# 🦀 Kafka Connect

![Kafka Connect PG](images/connect_pg.png)

Kafka connect are prebuilt connectors that can be used to integrate Kafka with other sources or targets (souces or sinks in Kafka terms). Let's create a postgreSQL one. 

In [None]:
from kafka import KafkaProducer
import json
from config.kafka_config import *

producer = KafkaProducer(
        bootstrap_servers=hostname+":"+str(port),
        security_protocol="SSL",
        ssl_cafile=cert_folder+"/ca.pem",
        ssl_certfile=cert_folder+"/service.cert",
        ssl_keyfile=cert_folder+"/service.key",
        value_serializer=lambda v: json.dumps(v).encode('ascii'),
        key_serializer=lambda v: json.dumps(v).encode('ascii')   
    )

---

Let's create a new stream, adding the **schema** to it. 
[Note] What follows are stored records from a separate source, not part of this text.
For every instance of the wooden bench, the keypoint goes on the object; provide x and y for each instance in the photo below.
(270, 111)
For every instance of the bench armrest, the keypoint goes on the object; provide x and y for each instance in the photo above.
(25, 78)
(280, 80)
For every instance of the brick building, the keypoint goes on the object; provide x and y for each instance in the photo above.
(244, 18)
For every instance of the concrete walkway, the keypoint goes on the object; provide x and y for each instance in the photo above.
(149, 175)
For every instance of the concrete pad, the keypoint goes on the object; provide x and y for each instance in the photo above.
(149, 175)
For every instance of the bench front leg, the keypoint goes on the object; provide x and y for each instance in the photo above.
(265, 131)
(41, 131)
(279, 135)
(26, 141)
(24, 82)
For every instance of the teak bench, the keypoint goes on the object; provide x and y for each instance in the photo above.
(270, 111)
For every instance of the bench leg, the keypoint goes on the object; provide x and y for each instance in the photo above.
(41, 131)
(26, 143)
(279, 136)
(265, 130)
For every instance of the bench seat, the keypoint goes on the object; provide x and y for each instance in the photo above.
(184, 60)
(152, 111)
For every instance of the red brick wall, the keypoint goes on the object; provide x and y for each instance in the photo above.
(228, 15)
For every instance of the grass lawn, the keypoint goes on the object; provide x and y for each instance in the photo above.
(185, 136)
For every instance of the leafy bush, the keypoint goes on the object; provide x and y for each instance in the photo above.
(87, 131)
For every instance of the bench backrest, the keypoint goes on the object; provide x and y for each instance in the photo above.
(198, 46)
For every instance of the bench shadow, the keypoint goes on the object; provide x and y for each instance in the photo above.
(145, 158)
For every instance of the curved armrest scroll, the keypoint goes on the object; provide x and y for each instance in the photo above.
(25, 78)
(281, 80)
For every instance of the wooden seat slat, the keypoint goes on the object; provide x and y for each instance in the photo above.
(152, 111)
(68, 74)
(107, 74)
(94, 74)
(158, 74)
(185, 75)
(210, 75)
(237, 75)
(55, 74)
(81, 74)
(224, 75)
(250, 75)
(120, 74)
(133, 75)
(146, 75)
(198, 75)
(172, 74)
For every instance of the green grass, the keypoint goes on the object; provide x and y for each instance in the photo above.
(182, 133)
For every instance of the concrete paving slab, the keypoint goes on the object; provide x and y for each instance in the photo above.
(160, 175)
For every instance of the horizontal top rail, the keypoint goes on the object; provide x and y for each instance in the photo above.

Kafka Connect JDBC Sink requires a schema to be attached to the stream defining the its fields in detail. We have two choices:
* Attaching the schema to each JSON message
* Use schema registry with AVRO format

For the sake of this example we'll include the schema definition to the JSON message. Let's define the schema

In [None]:
key_schema = {
    "type": "struct",
    "fields": [
        {
            "type": "int32",
            "optional": False,
            "field": "id"
        }
    ]
}

value_schema = {
    "type": "struct",
    "fields": [
        {
            "type": "string",
            "optional": False,
            "field": "name"
        },
        {
            "type": "string",
            "optional": False,
            "field": "pizza"}]
}

And send some data

In [None]:
producer.send(
    topic_name+"_schema", 
    key={"schema": key_schema, "payload": {"id":1}},
    value={"schema": value_schema, 
           "payload": {"name":"👨 Frank", "pizza":"Margherita 🍕"}}
)

producer.send(
    topic_name+"_schema",
    key={"schema": key_schema, "payload": {"id":2}},
    value={"schema": value_schema, 
           "payload": {"name":"👨 Dan", "pizza":"Fries 🍕+🍟"}}
)


producer.send(
    topic_name+"_schema",
    key={"schema": key_schema, "payload": {"id":3}},
    value={"schema": value_schema,
           "payload": {"name":"👨 Jan", "pizza":"Mushrooms 🍕+🍄"}}
)

producer.flush()

Let's start the **Kafka Connect JDBC Connector**

In [None]:
%%bash

source config/profile_info.sh

avn service connector create $KAFKA_NAME @config/kafka_connect_setup.json --project $PROJECT_NAME

Verify the **Connector** status

In [None]:
%%bash

source config/profile_info.sh

avn service connector status $KAFKA_NAME sink_kafka_pg --project $PROJECT_NAME

Let's add another **event**
with our **Python Producer**

In [None]:
producer.send(
    topic_name+"_schema",
    key={
        "schema": key_schema,
        "payload": {"id":4}
    },
    value={
        "schema": value_schema,
        "payload": {"name":"👨 Giuseppe", "pizza":"Hawaii 🍕+🍍+🥓"}
          }
)


producer.flush()